Scientific classification
- Kingdom: Animalia
- Phylum: Chordata
- Class: Aves
- Order: Passeriformes
- Family: Estrildidae
- Genus: Poephila
- Species: P. acuticauda
- Binomial name: Poephila acuticauda (Gould, 1840)

= Long-tailed finch =

- Authority: (Gould, 1840)
- Conservation status: LC

Species of bird

The long-tailed finch (Poephila acuticauda) is a common species of estrildid finch found in northern Australia, from the Kimberley region to the Gulf of Carpentaria. It is a predominantly fawn-coloured bird with a pale grey head and prominent black bib and eyes. It inhabits dry savannah habitats in Australia and adapts readily to aviculture. It is known as the Hex finch in the United Kingdom, and Heck's finch in other parts of the world.

==Taxonomy==
The species Poephila acuticauda was first described by ornithologist John Gould in 1840, placing the new taxon as Amadina acuticauda. The specimen was collected by Benjamin Bynoe, the surgeon aboard HMS Beagle, at Derby on the north-west coast of Australia. It is one of three species in the genus Poephila. It is placed in the Australo-papuan finch family Estrildidae, although this family itself was previously placed in the sparrow family Passeridae.
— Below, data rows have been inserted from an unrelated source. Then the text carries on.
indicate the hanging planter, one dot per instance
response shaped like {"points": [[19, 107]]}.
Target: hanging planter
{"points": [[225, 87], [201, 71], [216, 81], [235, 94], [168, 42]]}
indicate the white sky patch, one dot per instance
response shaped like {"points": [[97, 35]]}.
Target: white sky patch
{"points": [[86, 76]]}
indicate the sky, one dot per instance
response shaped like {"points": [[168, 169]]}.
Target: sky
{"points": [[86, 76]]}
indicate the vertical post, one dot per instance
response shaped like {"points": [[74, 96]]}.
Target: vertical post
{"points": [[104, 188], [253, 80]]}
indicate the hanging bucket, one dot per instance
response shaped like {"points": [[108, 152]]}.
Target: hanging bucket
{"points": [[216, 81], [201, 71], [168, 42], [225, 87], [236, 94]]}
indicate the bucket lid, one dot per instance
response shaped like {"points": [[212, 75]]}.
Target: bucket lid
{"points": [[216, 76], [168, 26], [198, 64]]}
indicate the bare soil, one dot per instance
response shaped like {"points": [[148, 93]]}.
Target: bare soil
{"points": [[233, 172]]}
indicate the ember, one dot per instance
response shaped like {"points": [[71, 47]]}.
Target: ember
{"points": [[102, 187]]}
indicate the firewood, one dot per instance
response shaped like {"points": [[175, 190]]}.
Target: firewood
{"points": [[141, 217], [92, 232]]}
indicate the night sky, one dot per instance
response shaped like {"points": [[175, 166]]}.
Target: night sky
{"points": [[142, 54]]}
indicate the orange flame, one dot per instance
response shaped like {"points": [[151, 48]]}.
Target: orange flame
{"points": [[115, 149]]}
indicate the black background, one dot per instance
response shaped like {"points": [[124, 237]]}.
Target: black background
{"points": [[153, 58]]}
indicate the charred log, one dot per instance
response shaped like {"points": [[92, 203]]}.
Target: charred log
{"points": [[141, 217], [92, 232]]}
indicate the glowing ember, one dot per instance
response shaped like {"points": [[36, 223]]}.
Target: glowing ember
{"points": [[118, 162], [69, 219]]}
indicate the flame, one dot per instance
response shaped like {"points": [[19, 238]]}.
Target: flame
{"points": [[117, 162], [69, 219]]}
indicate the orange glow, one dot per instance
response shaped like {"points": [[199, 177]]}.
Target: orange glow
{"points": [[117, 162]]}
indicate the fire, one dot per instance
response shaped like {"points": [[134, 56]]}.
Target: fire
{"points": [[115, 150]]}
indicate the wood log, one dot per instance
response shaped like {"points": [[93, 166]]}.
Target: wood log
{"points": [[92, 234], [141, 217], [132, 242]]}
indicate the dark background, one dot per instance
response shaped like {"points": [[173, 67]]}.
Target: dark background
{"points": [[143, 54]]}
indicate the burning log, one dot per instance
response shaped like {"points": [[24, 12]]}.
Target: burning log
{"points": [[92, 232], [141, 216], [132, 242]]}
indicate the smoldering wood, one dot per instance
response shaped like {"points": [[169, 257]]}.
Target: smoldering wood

A variety of subspecific arrangements had been regarded as colour variation across an east to west cline, although the geographically distinct morphology came to be acknowledged in the late twentieth century. Further support was given in a genetic study published in 2005 showed that the two subspecies of the long-tailed finch were separated from each other by the Kimberley Plateau–Arnhem Land Barrier around 340,000 years ago, and their ancestors diverged from the black-throated finch (P. cincta) across the Carpentarian Barrier 600 thousand years ago.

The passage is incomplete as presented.